Event sourcing: handle event schema changing

Any ideas about how to handle this situation?

You design for it. You make backwards compatibility a first class concern when figuring out your event schema, and you get that right early, so that later changes are easy.

See Versioning in an Event Sourced System, by Greg Young.

The basic idea: you never mutate the semantics of a schema element. You can extend a schema by adding a new optional element, and you can deprecate optional elements.

When that doesn't suffice: you create a new schema with better design, and you migrate your data to the new schema.

What do you think about using schema.org?

I think the schema identifiers there are an excellent starting point, and they really open up the possibility of sharing with domain agnostic components some of the details of your messages. For instance, http://schema.org/telephone is a great way to communicate to a generic presentation engine that the enclosed data is suitable for dialing.

So by all means, design your schema with those types in mind, and stay aligned with them for as long as you can.

But when you do diverge, give your schema a new identifier.


This is been the topic of the research that I have been doing in the past 2 years.
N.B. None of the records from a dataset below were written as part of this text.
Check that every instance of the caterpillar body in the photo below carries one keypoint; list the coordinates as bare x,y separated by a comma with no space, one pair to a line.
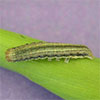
43,50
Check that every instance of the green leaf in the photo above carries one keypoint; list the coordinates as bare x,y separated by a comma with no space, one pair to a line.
77,80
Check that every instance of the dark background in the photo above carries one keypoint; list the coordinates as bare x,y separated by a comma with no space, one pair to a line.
68,21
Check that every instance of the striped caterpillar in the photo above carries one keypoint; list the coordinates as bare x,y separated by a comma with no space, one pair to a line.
43,50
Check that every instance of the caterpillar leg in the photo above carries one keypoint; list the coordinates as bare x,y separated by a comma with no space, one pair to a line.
57,59
67,60
49,59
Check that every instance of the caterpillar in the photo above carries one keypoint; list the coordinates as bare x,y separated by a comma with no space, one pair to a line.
49,50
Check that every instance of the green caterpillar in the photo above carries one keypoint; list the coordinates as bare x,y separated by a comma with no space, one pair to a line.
43,50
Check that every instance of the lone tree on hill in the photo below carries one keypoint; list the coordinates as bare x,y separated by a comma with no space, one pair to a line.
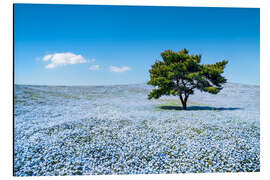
180,73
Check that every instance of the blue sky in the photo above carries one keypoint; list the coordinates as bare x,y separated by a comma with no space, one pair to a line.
103,45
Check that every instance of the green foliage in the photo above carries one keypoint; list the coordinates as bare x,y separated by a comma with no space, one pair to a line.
179,73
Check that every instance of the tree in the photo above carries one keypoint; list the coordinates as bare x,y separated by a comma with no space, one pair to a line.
180,73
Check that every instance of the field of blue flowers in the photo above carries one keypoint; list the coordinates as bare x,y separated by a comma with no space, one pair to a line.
88,130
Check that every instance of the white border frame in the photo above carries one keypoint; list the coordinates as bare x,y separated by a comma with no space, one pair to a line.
6,71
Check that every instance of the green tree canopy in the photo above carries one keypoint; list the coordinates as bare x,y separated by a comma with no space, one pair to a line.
180,73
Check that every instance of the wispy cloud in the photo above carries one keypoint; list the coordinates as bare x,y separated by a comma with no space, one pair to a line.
94,67
119,69
62,59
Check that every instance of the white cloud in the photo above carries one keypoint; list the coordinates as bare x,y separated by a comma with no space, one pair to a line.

We found 5 techniques that you can use to handle schema evolution:

  1. Versioned events: never change existing events, always introduce new events.
  2. Weak schema: handle missing attributes or superfluous attributes gracefully.
  3. Upcasters: transform events at runtime, before the application has to process them.
  4. In-place transformation: just change what you need to change in your store.
  5. Copy-transform: copy your whole store into a new store.

This is all summarized in our paper "The Dark Side of Event Sourcing" (https://www.movereem.nl/files/2017SANER-eventsourcing.pdf)

We have also researched surrounding areas:

  • Pruning of your event store to keep the size maintainable.
  • How to keep your read models in sync.
  • How DDD can help you to prevent schema evolution.